In his famous essay “Politics and the English Language,” George Orwell predicted the manipulation of words for political gain.


In his famous essay “Politics and the English Language,” George Orwell predicted the manipulation of words for political gain.

Politics would become more form, less function. Politics, Orwell feared, would cease to be about anything but the words people spoke.

Enter Frank Luntz, the man behind The Word Doctors, a consulting firm for everything from corporate interests to the GOP (though, as Luntz says, he has met with Democrats, as well). Luntz engineered many key phrases used by conservatives. For instance, he has tried to redefine the word “Orwellian” to mean articulate, rather than fascist, choosing to invoke the author’s skills rather than the author’s ideas. He also redefined the estate tax, instead calling it “the death tax.” The estate tax has been used by nations for a long time, relatively without controversy. Luntz attempted to change that debate by charging, with this phrase, that people were taxed for dying. In another instance, he relabeled oil drilling “energy exploration.”

Luntz runs focus groups to see how people react to his new phrases. He showed a focus group a picture of an oil rig and asked which phrase the group would choose in describing the picture; apparently, the majority decided that oil drilling looks like energy exploration, even though, as it were, the oil is no longer being discovered, merely drilled. He argues that since his focus groups more often use his phrasing when presented with the option, his words are actually “more appropriate.” 

Luntz came to prominence working for Newt Gingrich and helping to engineer the GOP’s “Contract With America,” which helped catapult the GOP to a majority in both chambers of Congress; an enormous success the GOP is trying to replicate once more with a similar image campaign. Luntz also consulted for the Bush Administration, helping them rename global warming “climate change.” He helped to oppose the financial bailouts, saying “The fact is, there was no health care language to oppose the government takeover, so I wrote it.” Luntz has risen to prominence once more by a 17-page memo published in January in which he suggests the Republicans can defeat any legislation if they “link it to the Big Bank bailout.”
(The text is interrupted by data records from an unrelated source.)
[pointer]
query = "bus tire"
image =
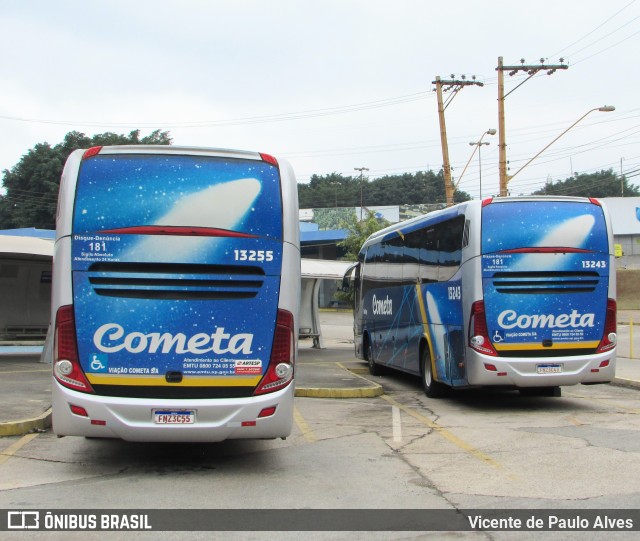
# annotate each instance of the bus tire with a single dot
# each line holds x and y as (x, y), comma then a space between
(432, 388)
(374, 368)
(541, 391)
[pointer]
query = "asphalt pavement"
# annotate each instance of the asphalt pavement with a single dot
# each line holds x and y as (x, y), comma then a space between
(333, 372)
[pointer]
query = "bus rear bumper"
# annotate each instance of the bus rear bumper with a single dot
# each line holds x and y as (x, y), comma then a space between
(134, 420)
(542, 371)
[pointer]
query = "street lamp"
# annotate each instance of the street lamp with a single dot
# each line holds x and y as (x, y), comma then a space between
(335, 191)
(477, 145)
(603, 109)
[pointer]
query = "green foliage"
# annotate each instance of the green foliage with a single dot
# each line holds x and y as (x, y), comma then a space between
(423, 187)
(332, 218)
(359, 231)
(32, 185)
(600, 184)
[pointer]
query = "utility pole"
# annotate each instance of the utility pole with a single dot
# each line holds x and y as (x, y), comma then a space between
(454, 85)
(362, 170)
(502, 145)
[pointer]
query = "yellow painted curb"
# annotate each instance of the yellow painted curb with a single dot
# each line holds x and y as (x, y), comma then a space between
(320, 392)
(18, 428)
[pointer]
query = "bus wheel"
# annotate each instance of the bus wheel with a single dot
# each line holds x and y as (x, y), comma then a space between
(432, 388)
(374, 368)
(541, 391)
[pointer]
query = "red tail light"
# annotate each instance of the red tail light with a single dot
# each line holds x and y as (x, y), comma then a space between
(66, 366)
(280, 370)
(269, 159)
(610, 327)
(478, 332)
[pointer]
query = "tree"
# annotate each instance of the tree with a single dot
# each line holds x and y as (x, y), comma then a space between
(359, 232)
(600, 184)
(32, 185)
(422, 187)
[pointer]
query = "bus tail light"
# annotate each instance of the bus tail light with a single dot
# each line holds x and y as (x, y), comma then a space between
(609, 339)
(478, 332)
(280, 370)
(66, 366)
(269, 159)
(90, 152)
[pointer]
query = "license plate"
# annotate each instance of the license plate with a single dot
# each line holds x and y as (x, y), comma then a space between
(174, 417)
(549, 368)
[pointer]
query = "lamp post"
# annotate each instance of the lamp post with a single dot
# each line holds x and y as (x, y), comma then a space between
(362, 170)
(488, 132)
(335, 192)
(478, 145)
(603, 109)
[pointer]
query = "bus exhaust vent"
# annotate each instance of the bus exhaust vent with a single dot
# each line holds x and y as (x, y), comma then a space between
(168, 281)
(546, 282)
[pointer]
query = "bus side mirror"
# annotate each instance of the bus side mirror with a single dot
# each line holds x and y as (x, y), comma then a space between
(345, 284)
(346, 279)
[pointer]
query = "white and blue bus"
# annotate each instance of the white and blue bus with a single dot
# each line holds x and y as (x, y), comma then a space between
(175, 294)
(508, 291)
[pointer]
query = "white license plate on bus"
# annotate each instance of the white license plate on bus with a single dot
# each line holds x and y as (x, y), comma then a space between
(174, 417)
(549, 368)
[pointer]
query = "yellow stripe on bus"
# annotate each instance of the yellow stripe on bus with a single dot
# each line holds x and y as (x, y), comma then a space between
(425, 326)
(187, 381)
(530, 346)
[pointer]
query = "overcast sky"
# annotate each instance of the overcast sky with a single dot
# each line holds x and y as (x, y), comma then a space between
(331, 84)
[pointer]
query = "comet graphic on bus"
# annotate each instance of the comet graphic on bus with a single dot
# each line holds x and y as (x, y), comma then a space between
(221, 206)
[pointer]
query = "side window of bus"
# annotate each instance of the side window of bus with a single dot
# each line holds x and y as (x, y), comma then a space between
(392, 256)
(429, 255)
(449, 234)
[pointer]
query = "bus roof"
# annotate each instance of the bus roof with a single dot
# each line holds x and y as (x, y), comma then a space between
(437, 216)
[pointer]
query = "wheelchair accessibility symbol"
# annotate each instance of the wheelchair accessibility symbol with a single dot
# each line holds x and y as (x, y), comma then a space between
(98, 363)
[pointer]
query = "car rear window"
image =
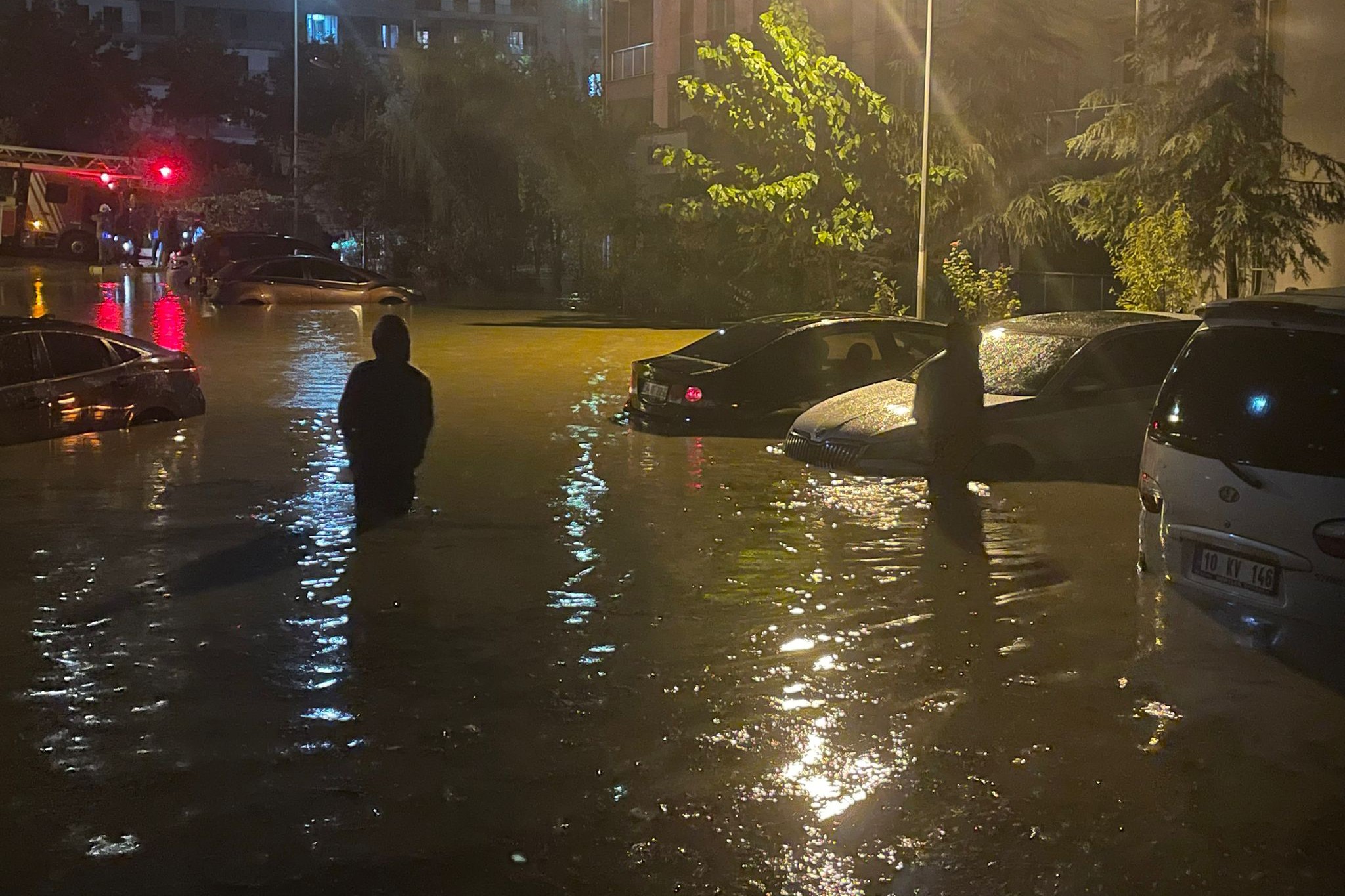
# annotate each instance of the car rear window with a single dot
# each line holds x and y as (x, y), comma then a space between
(72, 354)
(1269, 398)
(732, 343)
(1020, 363)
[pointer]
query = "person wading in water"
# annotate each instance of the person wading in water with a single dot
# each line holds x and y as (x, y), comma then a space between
(950, 409)
(385, 416)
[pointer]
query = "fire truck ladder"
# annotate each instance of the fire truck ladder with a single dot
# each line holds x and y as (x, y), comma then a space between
(61, 160)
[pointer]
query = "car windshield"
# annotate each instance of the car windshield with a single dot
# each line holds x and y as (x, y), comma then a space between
(731, 343)
(1020, 363)
(1234, 394)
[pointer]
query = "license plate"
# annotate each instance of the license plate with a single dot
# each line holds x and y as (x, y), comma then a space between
(1231, 568)
(655, 391)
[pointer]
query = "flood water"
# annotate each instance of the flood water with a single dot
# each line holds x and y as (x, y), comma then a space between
(599, 661)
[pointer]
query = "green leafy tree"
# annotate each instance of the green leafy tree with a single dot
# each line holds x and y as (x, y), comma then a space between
(1153, 261)
(982, 295)
(816, 165)
(1206, 121)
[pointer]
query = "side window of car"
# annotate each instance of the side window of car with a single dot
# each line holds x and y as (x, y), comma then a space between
(124, 352)
(331, 272)
(1133, 360)
(283, 269)
(72, 354)
(18, 360)
(911, 349)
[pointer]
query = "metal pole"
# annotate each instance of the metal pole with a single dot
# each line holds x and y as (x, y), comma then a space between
(294, 146)
(923, 261)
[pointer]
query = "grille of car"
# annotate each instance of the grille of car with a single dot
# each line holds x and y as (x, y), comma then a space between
(825, 454)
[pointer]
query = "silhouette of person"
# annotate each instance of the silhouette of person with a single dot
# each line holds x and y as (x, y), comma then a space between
(948, 409)
(385, 416)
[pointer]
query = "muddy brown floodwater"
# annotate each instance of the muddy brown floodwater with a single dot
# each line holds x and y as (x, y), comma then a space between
(599, 661)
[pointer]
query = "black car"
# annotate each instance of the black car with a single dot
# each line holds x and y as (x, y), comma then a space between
(759, 375)
(58, 378)
(214, 251)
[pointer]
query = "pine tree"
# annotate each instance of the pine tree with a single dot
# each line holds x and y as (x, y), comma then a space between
(1204, 121)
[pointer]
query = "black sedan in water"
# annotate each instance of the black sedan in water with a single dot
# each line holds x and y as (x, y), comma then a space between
(1067, 394)
(759, 375)
(303, 280)
(58, 378)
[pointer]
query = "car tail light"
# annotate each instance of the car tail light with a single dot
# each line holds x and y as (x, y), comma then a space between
(1331, 538)
(1151, 495)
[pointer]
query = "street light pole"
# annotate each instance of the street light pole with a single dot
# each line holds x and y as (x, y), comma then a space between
(294, 146)
(923, 261)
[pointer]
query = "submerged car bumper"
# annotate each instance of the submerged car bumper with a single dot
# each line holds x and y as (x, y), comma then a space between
(1296, 587)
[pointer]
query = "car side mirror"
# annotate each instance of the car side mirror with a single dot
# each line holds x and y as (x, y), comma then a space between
(1087, 386)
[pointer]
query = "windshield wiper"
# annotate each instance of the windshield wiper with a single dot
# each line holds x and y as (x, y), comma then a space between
(1246, 476)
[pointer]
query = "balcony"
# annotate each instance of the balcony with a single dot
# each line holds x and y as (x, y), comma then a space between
(632, 62)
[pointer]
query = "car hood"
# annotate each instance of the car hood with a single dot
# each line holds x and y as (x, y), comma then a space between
(870, 412)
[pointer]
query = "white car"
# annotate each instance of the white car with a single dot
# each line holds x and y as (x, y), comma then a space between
(1067, 394)
(1243, 472)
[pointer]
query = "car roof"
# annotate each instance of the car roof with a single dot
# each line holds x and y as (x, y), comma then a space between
(798, 320)
(1086, 324)
(30, 324)
(1315, 307)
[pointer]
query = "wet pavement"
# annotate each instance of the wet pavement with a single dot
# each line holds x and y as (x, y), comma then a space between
(602, 661)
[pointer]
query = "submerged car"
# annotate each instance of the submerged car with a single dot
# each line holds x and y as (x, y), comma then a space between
(1066, 393)
(759, 375)
(1243, 475)
(303, 280)
(214, 251)
(58, 378)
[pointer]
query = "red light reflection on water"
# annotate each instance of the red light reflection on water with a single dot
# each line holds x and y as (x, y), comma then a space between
(108, 312)
(169, 323)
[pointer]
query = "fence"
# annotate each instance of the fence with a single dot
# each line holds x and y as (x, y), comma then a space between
(632, 62)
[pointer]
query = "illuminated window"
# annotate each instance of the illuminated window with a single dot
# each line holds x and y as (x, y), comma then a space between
(322, 28)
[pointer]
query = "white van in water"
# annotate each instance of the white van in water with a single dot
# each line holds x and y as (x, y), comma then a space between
(1243, 475)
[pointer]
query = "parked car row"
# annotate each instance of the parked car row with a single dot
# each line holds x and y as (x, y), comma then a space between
(1234, 421)
(60, 378)
(271, 269)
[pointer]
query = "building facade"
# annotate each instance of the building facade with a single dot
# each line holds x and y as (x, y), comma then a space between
(261, 32)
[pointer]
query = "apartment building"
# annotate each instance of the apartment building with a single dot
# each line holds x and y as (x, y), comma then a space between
(1310, 41)
(261, 30)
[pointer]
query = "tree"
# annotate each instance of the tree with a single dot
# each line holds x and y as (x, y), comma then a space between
(1153, 261)
(62, 83)
(1206, 123)
(982, 295)
(818, 164)
(997, 75)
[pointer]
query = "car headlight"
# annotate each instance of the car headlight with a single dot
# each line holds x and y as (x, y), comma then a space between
(903, 442)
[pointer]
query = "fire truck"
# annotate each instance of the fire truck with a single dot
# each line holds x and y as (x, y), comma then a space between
(49, 196)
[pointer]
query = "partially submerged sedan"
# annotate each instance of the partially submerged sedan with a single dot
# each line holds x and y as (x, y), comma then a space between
(60, 378)
(1066, 394)
(759, 375)
(303, 280)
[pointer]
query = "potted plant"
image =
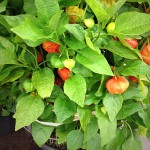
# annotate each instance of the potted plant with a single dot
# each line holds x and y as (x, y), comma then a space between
(78, 71)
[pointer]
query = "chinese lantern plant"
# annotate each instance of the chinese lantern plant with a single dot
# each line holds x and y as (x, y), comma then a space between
(77, 71)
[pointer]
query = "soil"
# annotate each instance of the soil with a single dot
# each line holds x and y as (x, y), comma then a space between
(19, 140)
(11, 140)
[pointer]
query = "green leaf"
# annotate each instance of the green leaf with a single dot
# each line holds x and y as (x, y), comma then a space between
(29, 7)
(31, 33)
(46, 9)
(94, 61)
(75, 140)
(14, 75)
(117, 48)
(132, 92)
(128, 24)
(43, 81)
(5, 72)
(64, 19)
(3, 5)
(135, 68)
(129, 109)
(53, 23)
(85, 116)
(64, 108)
(73, 43)
(7, 52)
(145, 115)
(28, 109)
(41, 133)
(113, 104)
(75, 89)
(94, 143)
(112, 10)
(131, 143)
(77, 31)
(63, 130)
(107, 128)
(98, 10)
(91, 130)
(121, 135)
(80, 69)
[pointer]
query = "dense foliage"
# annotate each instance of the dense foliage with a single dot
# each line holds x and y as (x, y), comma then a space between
(77, 69)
Currently, the GOP is railing against a provision of the Democratic financial reform bill that would create an industry-funded $50 billion fund for emergency bailouts. Republicans, particularly Senator John Boehner, have distanced themselves from Luntz and say they oppose further bank bailouts because of constituents’ phone calls, not Luntz’s memos. At the same time, it appears clear that at least some Republicans will vote for the financial reform bill to reign in derivatives, CDOs, and other mystical “financial products” that seemed to have caused such economic ruin, regardless of what names we choose to give these things.